BURNING BADGER’S VINYL – THE (NEARLY) A-Z OF INDIEPOP (Part 5, M and N)

 

M has been written by SWC, so you can expect the usual rubbish.

N, however, sees a very welcome return to the blog by Lorna.

M is for Mazzy Star

Mazzy Star – Fade Into You (Taken from So Tonight That I Might See)

You probably already know this song. We probably all know it. Its beautiful. Wonderful. One of the few songs that I could generally stick on repeat and listen to for a couple of hours without ever getting bored of, even one second of it. I’ve sort of done that today, I listened to it about six times back to back and each time I am transported back to different hazy memories.

I remember a friend of mine getting married about fifteen years and his bride to be walking down the aisle (well it was a path in a rose garden) to this song and the groom just standing a crying blubbing mess of a man as Hope’s vocals floated across the garden.

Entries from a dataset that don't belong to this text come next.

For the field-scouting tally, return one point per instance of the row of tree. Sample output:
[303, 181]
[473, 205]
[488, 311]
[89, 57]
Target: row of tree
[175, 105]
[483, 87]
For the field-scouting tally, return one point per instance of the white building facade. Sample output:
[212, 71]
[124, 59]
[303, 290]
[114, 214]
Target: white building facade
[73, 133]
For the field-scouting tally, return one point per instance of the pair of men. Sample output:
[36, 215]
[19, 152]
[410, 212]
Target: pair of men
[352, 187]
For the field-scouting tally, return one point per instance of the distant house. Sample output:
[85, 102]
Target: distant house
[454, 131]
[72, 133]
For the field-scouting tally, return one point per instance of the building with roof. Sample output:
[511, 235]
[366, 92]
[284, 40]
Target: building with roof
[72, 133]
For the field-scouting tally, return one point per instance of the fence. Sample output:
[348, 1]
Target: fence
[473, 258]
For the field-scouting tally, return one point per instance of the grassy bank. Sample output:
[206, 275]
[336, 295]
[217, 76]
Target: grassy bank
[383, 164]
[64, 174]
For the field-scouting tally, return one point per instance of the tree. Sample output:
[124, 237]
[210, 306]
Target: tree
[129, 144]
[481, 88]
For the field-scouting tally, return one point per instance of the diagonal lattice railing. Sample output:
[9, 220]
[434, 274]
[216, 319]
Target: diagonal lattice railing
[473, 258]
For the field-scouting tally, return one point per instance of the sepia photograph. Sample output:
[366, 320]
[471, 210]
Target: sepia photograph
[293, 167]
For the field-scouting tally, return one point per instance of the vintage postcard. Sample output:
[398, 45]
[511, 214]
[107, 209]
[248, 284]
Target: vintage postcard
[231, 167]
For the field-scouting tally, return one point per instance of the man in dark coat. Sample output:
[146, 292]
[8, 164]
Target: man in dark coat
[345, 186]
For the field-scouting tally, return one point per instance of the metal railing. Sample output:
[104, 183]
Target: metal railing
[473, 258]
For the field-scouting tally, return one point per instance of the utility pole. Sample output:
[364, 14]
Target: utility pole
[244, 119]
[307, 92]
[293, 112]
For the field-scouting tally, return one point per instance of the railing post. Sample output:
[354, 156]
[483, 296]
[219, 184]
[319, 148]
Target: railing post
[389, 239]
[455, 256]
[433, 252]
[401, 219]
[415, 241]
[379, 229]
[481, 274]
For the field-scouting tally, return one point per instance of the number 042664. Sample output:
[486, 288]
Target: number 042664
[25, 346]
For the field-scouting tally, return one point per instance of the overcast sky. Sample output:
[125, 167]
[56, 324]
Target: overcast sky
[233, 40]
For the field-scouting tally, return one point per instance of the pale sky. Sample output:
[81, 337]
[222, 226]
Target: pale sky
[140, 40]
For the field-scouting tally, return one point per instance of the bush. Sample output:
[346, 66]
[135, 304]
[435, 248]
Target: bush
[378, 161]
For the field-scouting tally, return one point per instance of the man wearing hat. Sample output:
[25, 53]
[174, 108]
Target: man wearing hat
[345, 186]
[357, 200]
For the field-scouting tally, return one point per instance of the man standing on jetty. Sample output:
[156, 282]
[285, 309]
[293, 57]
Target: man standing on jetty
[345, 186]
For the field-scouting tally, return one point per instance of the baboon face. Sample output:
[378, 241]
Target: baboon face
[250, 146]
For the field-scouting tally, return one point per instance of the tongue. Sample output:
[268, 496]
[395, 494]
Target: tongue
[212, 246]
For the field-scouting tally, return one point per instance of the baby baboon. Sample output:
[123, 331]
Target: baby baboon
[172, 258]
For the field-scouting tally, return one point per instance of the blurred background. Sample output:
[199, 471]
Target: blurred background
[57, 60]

I remember another of friend of mine, seconds after this came on the stereo at a house party about five years ago, telling me about the time that he split with his long term girlfriend and him just walking down the road whilst this played on his Walkman. You could see the minute the song came on the stereo his mind had gone back to that exact moment.

I remember OPG playing this song after we’d had two bottles of strong cider and us just dancing slowly to it her bedroom her head perched on my shoulder and me holding her like she was the most precious thing in the world. Which she was, at the time I suppose. She used to say that the thing about Hope Sandoval was that she looked exactly like she sounded, and she was right.

It’s that kind of song. The sort of song that makes you half smile because it reminds you of another time when you might have been happier than you are right now or just associate it with a lovely moment in your life, but it’s also the sort of song that makes you half weep because it reminds you of a time when you felt fragile or lonely or that you missed someone or never got an opportunity to right a wrong.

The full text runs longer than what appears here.